His role was to log the time and place of everything that happened in the field, so a flashing camera or a passing car wouldn't later be identified as an apparition. Over the past five years, members have captured sounds they believe are cannonballs and musket fire from ages past and misty, half-formed figures they believe are dead soldiers.

Stopping at a spot they believed had been the Confederates' second line of defense, the hunters took out their digital recorders. Crosby put her hand on a mossy stone and said she felt a cold spot. With the cameras and voice recorders running, the team started asking questions and pausing for answers. Then with eager anticipation, they played back the audio recordings to listen for odd noises that might qualify as responses.

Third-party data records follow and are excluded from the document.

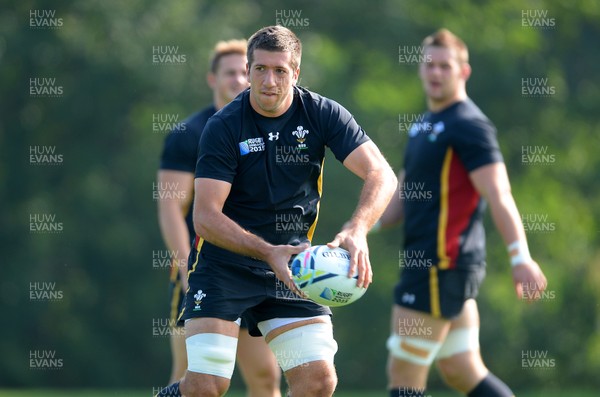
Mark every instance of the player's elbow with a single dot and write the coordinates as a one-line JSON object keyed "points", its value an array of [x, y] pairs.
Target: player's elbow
{"points": [[389, 183], [202, 222]]}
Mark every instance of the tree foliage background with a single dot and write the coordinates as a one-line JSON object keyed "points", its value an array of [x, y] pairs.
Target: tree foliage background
{"points": [[101, 192]]}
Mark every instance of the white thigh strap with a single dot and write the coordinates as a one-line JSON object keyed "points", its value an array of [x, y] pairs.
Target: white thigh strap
{"points": [[301, 345], [212, 354], [460, 340], [414, 350]]}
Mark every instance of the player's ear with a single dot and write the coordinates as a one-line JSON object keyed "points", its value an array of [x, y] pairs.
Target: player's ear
{"points": [[465, 71], [211, 80], [296, 75]]}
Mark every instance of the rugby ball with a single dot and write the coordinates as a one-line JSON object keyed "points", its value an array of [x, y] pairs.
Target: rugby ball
{"points": [[322, 273]]}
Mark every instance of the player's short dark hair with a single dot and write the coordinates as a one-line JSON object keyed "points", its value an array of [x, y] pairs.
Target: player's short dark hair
{"points": [[446, 39], [277, 39], [224, 48]]}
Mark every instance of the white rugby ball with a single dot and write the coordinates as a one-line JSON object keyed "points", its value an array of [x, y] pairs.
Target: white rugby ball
{"points": [[322, 273]]}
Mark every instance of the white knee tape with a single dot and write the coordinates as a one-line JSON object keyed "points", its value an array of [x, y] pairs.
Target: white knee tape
{"points": [[414, 350], [212, 354], [298, 346], [460, 340]]}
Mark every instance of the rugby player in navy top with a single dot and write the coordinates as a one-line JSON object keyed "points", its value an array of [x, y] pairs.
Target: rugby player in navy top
{"points": [[453, 157], [227, 78], [260, 162]]}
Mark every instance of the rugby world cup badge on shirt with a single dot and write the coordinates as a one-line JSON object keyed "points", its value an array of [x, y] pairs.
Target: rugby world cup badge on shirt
{"points": [[437, 129], [300, 133]]}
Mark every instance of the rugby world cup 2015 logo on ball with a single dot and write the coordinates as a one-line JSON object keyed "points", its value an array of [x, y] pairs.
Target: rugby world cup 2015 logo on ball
{"points": [[322, 273]]}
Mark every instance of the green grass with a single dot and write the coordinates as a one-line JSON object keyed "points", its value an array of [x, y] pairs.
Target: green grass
{"points": [[148, 393]]}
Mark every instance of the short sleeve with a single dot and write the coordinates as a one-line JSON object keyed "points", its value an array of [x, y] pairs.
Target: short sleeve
{"points": [[477, 144], [218, 153], [343, 134]]}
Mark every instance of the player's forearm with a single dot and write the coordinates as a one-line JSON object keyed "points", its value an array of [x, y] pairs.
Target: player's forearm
{"points": [[393, 214], [218, 229], [175, 235], [379, 187]]}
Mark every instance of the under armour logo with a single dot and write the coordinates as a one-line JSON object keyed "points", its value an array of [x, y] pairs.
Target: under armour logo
{"points": [[408, 298]]}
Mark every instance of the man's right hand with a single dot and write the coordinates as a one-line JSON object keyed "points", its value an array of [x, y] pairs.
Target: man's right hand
{"points": [[279, 258]]}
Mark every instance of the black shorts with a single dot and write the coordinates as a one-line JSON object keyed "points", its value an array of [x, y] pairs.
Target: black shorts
{"points": [[176, 297], [440, 293], [226, 291]]}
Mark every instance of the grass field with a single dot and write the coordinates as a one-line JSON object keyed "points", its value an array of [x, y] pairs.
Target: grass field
{"points": [[148, 393]]}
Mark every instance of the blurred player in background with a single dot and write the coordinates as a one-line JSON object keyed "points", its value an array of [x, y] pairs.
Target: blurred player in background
{"points": [[244, 184], [453, 156], [227, 78]]}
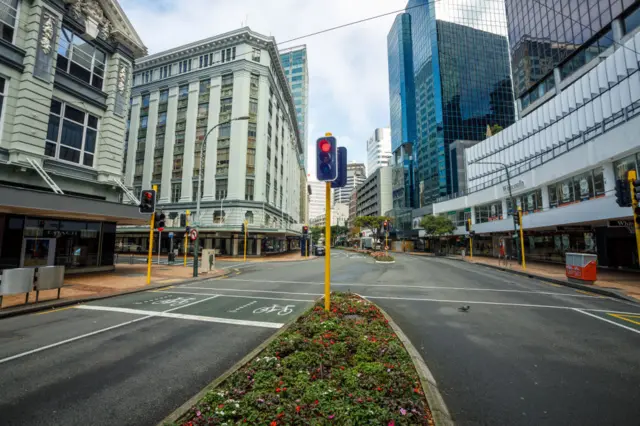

"Tell us what your name is." No answer.

"Are you Union or Confederate?" There was some noise, like static or a gust of wind. Everyone leaned in closer.

After two more hours of searching for ghosts in the dark, the group retreated to a steakhouse.

"The thing I'm really looking for is that perfect night, when you're out there and it's like a window opens onto the world," Burke said. "And you get a whole brigade marching down in one glorious moment. The battle unfolds in front of you, and you get it all on camera — history in motion."

With dinner over, the group started gearing up to head back into the cold.

Outside, the sky was dark, the wind was blowing and, on the abandoned battlefields, not a living soul was stirring.